In 2022, the team went into several North Carolina state parks, a national wildlife refuge and a national forest to look for chiggers and see if they were carrying the bacteria. They put tiles on the ground at 10 sites in eight counties and checked the tiles after about a minute for the presence of chiggers. They collected the chiggers they found and tested them.

Researchers found chiggers carrying the bacteria in Morrow Mountain State Park, Lumber River State Park, Merchant Millpond State Park, Kerr Lake State Recreation Area and Falls Lake State Recreation Area.

The team said the findings were significant because they show the spread of the bacteria to the continental United States and suggest that the bacteria are passed from mother mites to their offspring. The team said more study is needed to determine how widely distributed infected chiggers are across the country and whether wild animals that serve as hosts for the chiggers become infected with scrub typhus and whether they can transmit it.

The team, which included Loganathan Ponnusamy, Michael Roe, Kaiying Chen and Mick Kulikowski of NCSU, also said clinicians here should be alert for possible cases of the illness.

There is no vaccine to prevent scrub typhus, and the CDC says the best way to avoid is to not come in contact with chiggers, which live in brush and vegetation.

Here is the CDC’s advice for avoiding chiggers

If you’ll be outdoors in places where chiggers live:

Use insect repellent containing DEET or other active ingredients registered for use against chiggers on exposed skin and clothing. Follow label instructions.

Reapply insect repellent as directed.

Don’t spray repellent on the skin under your clothes.

If you’re also using sunscreen, apply that first, then the repellent.
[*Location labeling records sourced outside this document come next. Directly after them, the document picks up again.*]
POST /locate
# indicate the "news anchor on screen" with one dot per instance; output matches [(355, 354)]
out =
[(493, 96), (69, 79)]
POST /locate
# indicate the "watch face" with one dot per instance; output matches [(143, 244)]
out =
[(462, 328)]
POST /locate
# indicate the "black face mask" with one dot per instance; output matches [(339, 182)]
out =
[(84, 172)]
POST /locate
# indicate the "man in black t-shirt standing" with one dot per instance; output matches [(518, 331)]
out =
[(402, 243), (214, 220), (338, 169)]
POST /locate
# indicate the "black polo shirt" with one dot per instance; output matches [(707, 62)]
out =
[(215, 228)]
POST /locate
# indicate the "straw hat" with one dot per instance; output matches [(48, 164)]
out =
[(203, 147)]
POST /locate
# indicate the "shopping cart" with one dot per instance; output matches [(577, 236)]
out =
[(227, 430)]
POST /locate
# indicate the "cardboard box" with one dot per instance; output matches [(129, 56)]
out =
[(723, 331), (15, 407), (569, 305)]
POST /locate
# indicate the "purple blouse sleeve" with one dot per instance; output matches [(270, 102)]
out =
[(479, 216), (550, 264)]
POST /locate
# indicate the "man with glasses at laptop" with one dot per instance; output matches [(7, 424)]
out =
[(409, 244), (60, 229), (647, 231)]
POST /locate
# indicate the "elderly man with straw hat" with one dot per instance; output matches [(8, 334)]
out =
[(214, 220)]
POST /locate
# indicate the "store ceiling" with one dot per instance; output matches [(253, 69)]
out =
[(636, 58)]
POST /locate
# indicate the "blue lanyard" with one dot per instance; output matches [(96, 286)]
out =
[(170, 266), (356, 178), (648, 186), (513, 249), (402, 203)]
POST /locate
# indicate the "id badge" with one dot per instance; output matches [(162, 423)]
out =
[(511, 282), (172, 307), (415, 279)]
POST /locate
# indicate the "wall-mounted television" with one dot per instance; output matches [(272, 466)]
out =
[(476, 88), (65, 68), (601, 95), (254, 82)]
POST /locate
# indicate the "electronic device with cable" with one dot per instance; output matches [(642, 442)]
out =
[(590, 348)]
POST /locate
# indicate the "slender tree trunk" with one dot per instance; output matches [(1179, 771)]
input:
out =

To protect infants and children, dress them in clothes that cover the arms and legs. If they’ll be in a stroller or baby carrier, cover with mosquito netting.

Don’t apply insect repellent onto a child’s hands, eyes, mouth or on cuts or irritated skins. Spray the repellent onto your hands and then apply to the child’s face.

Clothes and gear should be treated with 0.5% permethrin repellent. Permethrin kills chiggers, the CDC says, and can be used to treat boots, clothes and camping gear.